Targeted genome manipulations with RNA-guided Cas9 have not only been achieved by altering the genome itself but also by influencing transcription. By guiding a catalytically inactive dead (d) Cas9 to a promoter or coding region, transcription can be efficiently blocked [54]. This effect can be enhanced by fusing a repressor protein such as the KRAB domain to dCas9. Likewise, an activator such as VP64 can also be fused to targeted dCas9 to activate transcription of a specific gene [55].

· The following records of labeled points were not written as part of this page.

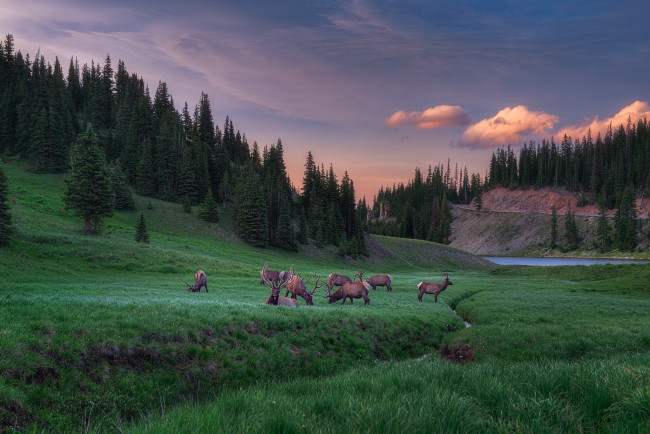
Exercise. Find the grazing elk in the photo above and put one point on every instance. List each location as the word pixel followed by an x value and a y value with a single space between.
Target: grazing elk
pixel 349 290
pixel 200 279
pixel 275 298
pixel 337 279
pixel 433 288
pixel 380 280
pixel 297 286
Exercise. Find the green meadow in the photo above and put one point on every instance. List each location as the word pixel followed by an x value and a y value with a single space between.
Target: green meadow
pixel 98 334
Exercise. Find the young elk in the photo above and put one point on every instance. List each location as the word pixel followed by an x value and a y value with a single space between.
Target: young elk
pixel 297 286
pixel 433 288
pixel 200 279
pixel 337 279
pixel 349 290
pixel 275 298
pixel 380 280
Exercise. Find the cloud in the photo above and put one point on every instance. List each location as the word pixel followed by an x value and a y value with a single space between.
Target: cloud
pixel 436 117
pixel 509 126
pixel 635 111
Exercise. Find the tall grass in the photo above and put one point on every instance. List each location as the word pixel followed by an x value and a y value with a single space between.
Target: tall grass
pixel 97 333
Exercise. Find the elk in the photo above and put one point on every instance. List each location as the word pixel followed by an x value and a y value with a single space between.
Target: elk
pixel 349 290
pixel 433 288
pixel 297 286
pixel 380 280
pixel 273 276
pixel 200 279
pixel 275 298
pixel 337 279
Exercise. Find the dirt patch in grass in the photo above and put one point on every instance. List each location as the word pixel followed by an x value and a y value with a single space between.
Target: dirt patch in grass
pixel 462 353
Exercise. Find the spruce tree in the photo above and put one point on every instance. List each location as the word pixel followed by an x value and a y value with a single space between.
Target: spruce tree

Magdy Mahfouz’s group from KAUST was able to transfer this system to plants [56]. The C-terminus of the human codon-optimized dCas9 was fused to the EDLL domain [57] or to the TAL activation domain [58] to create artificial activators. A repressor was created by fusing the SRDX EAR motif [59]. Successful transcriptional activation or repression could be observed in infiltrated N. benthamiana leaves by measuring expression levels of a transient GUS gene or the endogenous PDS. Activation was highest when the activator was guided to the sense strand of the promoter near the transcriptional start site and both activator constructs performed at a comparable level. Repression of PDS was demonstrated for both dCas9 alone and for the dCas9: SRDX fusion construct and could be increased by guiding the complex to several target sites within the promoter and the first exon of the gene simultaneously.

Conclusions and outlook

In the last 2 years, CRISPR/Cas has emerged as the most important tool for molecular biology due to its simplicity, versatility and efficiency. The immediate benefit for plant scientists is the possibility to rapidly create mutations in genes where no known T-DNA insertion or EMS mutant is available. Use of this method will therefore lead to a more complete understanding of gene function in plants. This approach can not only be applied to genes with unknown functions but also to genes for which we must revise our current knowledge due to the option to produce true knock-out mutants. For instance, scientists from UCSD recently demonstrated that a putative key player of auxin signalling in Arabidopsis (ABP1) does not possess the important function that was inferred from the analysis of plants obtained by more classical mutagenesis techniques [60]. However, NHEJ-mediated mutation is only a first, yet important step. Specific changes of single amino acids or integration of a larger piece of DNA in the plant genome can be achieved by using Cas9-based GT systems, while efficient multiplex systems will allow the complex rearrangement of chromosomes. Thus, as well as coming closer to developing synthetic plant genomes, we will be also able to obtain plants with a single engineered point mutation that cannot be discriminated from natural varieties. Such plants can even be obtained without the use of transgenic DNA [61], which will also help accelerate the acceptance of Cas9 mutagenized crop plants for agricultural use in the general public.